Changing mis-spelled name difficult? Compañero's bill offers easyway out
What if your name is Abigail and then you suddenly found out that your name at the civil registry was spelled Abigil? Or your family name is Dimasangkay but your registered family name was Demasangcay? Or you thought all along that your name was Nelly or Mabel, only to find out later that it was spelled at the civil registrar's office as Nellie or Amabel?
Or, what if your actual date of birth is different from what was registered at the civil registrar's office?
There are thousands whose names were mis-spelled or whose dates of birth were wrongly entered at the civil registry. These errors, which at first seemed to be a source of amusement, would later give headaches to those with unintended "aliases" while they enrolled in high school or college, processed travel documents or filed an application for a professional board examination.
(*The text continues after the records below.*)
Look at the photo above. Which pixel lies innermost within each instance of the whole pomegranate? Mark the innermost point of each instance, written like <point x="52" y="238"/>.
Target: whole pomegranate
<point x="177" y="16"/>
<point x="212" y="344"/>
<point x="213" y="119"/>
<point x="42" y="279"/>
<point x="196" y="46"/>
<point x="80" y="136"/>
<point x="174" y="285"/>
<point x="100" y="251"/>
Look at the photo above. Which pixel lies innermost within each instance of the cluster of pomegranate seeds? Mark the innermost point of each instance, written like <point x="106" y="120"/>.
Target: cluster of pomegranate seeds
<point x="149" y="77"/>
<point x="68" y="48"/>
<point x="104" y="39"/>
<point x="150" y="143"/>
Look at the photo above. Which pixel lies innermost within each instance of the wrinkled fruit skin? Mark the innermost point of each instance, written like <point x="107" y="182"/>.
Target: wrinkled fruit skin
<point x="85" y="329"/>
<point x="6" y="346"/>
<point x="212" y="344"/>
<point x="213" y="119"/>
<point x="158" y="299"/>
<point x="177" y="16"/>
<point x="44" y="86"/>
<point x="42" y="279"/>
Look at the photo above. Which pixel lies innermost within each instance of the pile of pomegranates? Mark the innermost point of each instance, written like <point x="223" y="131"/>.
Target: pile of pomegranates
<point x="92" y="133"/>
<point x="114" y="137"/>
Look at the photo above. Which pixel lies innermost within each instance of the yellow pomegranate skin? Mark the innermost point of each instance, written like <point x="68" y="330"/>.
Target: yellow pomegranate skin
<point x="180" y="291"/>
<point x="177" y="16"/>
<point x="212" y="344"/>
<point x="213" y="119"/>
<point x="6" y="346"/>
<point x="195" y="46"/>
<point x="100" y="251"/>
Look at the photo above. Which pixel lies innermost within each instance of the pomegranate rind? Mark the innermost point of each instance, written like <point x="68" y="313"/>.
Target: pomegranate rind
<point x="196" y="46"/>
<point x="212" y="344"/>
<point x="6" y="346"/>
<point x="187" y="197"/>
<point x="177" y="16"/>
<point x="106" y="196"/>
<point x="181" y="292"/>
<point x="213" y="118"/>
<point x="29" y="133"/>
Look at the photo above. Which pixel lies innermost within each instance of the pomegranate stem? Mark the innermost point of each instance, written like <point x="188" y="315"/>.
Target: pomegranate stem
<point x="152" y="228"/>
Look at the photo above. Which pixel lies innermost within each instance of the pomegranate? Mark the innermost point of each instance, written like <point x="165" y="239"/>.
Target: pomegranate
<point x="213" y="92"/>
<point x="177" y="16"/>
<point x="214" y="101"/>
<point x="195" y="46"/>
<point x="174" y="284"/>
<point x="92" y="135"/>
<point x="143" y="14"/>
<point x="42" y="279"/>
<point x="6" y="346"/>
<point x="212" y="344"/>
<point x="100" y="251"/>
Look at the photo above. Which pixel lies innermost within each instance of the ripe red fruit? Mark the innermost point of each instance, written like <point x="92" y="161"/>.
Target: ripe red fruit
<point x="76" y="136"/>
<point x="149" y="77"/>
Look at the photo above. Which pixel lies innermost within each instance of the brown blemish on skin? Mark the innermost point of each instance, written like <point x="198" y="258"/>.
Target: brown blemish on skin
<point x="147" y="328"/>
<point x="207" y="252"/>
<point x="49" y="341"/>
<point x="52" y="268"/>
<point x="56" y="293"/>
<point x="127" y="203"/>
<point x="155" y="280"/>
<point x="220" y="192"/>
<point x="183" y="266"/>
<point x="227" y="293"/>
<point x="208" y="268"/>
At present, their only legal recourse to correct the erroneous entries is to go to the courts. This, however, is very tedious, time consuming and expensive. Most have to live their lives with a name mangled by a civil registrar who did not know how to spell.
There is a less cumbersome but illegal way of correcting a misspelled name, and that is by registering the person's birth a second time. A person previously registered in one place is registered for a second time in another place, sometimes with a different birthday, with the only expense the penalty for delayed registration. Others try to secure fake birth certificates from a syndicate in the hope that the illicit method would not be detected.
Sen. Renato Cayetano has sought to ease the problem of these persons by filing a bill that would simplify and make less tedious the correction of clerical errors in the civil registry.
Cayetano, chairman of the Senate committee on justice and human rights, noted that aside from the tedious and expensive process of correcting mis-spelled names, the filing of petition to correct the entry also clogs further the dockets of courts.
"Once this bill is approved, interested parties no longer have to spend up to P25,000 to correct an error in an entry in the civil registry," he said.
His Senate Bill No. 2027 seeks to amend the Civil Code by authorizing city and municipal civil registrars to correct or change clerical or typographical errors in the civil registry without need of a judicial order.
Under the measure, any person with direct and personal interest in the correction of clerical or typographical error in the civil registrar may file in person a verified petition with the local civil registry office where the record being sought to be corrected is kept.
If the interested party has moved to another province and it would not be practical for him to appear in person before the office keeping the documents to be corrected, then he may file a petition with the provincial statistics officer in the province where he has moved.
Citizens residing in foreign countries may file their petition in person with the nearest Philippine consulate.
Cayetano said that the decision of a local civil registrar shall be subject to automatic review by the Civil Registrar General, who should act on it within 10 days after receipt of the decision, otherwise it shall become final and executory.
"If the Civil Registrar General finds that the correction is not clerical or typographical in nature, or is one that affects the civil status of the petitioner, he may set aside the decision of the concerned local registrar and advice the petitioner to go to the courts instead," Cayetano said.